The invention relates to a multi-user MIMO user selection method based on condition number. The algorithm, on the basis of user channel Frobenius norm ki=||Hk||F, selects a first user ui according to the norm maximization criterion, and reduces search sets of users according to conditions of the condition number, so that in the next iteration process, the users, enabling system capacity performance to be maximum, are selected in a smaller set, and furthermore, the performance of the algorithm is guaranteed, and the complexity of the algorithm is reduced to some extent.

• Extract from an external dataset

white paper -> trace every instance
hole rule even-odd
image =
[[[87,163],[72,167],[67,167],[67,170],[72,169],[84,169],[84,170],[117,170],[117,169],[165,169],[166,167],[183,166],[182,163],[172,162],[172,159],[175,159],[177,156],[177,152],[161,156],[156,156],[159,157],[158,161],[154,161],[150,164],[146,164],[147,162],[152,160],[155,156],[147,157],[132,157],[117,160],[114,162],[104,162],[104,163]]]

The user selection method is simple in structure, low in operation and processing amount, and high in processing efficiency.

Description

Based on the multiuser MIMO user choosing method of conditional number
Technical field:
The present invention relates to a kind of multiuser MIMO user choosing method based on conditional number, belong to the technical field of wireless communication technology.
Background technology:
In recent years, along with the surge of wireless data, people also improve gradually for the requirement of radio communication.Multi-antenna technology also more and more causes the attention of people.Multiple-input and multiple-output (multiple-input multiple-output) greatly improves the capacity of communication system by diversity multiplex technique.Based on multi-input multi-output system, someone proposes the multi-input multi-output system (MU-MIMO) of multi-user again, further increase the capacity of system, and reduce the error rate of communication system, to tackle people's demand growing to data traffic.Multi-user MIMO system mainly comprises three modules:
A, MU-MIMO transmitting terminal (BS) processing module:
The information bit that generation will be transmitted, carries out sign map, radio frequency, intermediate frequency Modulation and Base-Band Processing.Main is that this module will carry out precoding to eliminate the multi-user interference (MUI) existed between multi-user to input signal, then carries out user's selection, selects the user needing scheduling;
The OFDM module of B, MU-MIMO:
This module is mainly carried out OFDM process for previously processed signal and is enabled adaptive channel environment, reduces the error rate, and this module is also responsible for the Space Time Coding part from signal to antenna mapping;
C, selection module:
This module mainly contains selected user scheduling set, that is inside alternative user set, selects satisfactory user and serves.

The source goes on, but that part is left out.